Anne Turyn is a fine art photographer, writer and editor based in New York City.
Her photographic work often combines image and text and moves between apparently objective truths and personal, subjective memories.
The series New York City in 1979 was shot to accompany Kathy Acker’s texts in the ninth issue of Top Stories – a literary chapbook that Turyn founded and edited. Showing the city in black and white, the photographs depict New York’s streets, people, shop windows, architecture and motion, often blurry or from a curious angle, like a passing glimpse or a memory. Capturing the fast-moving nature and complexity of the city, the photos are not only challenging Acker’s text, but stand for themselves. Flashbulb Memories is a reference to a psychological phenomenon in which a person combines a significant incident from world history with detailed pictorial memories. These constructed impressions and memories relate to what the person was doing and seeing at the time they learned about the news. The series is an example of how Turyn’s work combines image and text. The text functions as “objective” truth, the image, on the other hand, as subjective impression, so that a field of tension between reality and fiction is created. Personal and social narratives merge. Illustrated Memories consists of pictures of memories that are composed in the same way as associative pictures from the memory. However, these are invented images that tell a fictional biography and play with the truth claim not only of images, but also of memories.

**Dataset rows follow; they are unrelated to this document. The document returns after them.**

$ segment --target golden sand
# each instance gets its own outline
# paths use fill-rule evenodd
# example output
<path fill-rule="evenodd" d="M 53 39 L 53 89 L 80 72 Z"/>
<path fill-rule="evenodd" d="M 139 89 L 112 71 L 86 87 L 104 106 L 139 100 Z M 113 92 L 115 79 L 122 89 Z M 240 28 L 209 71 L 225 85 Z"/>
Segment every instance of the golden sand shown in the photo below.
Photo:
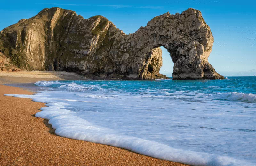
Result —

For Waiting, Turyn has photographed people queuing in front of a federal building in New York, waiting for their immigration procedure to be processed. While taking the photographs, Turyn was standing with her back to the subjects. The series thus depicts a social condition, but at the same time refers through the individuals to human fates and the role of the individual in the global narrative of human history. The series Looking shows people who come to Yellowstone National Park en masse to look for wolves. The voyeuristic moment is reversed as the observers in the images become the observed.
Her prose periodical Top Stories featured one artist per issue, including Kathy Acker, Laurie Anderson, Constance DeJong, Jenny Holzer, Cookie Müller, and Richard Prince, among others. Between 1978 and 1991, 29 issues were published.
Her work has been widely exhibited, including at the Museum of Modern Art, The Metropolitan Museum of Art, Kunsthalle Bern, Denver Art Museum, Center for Creative Photography, Walker Art Center, The Whitney Museum, George Eastman Museum, and Los Angeles County Museum of Art.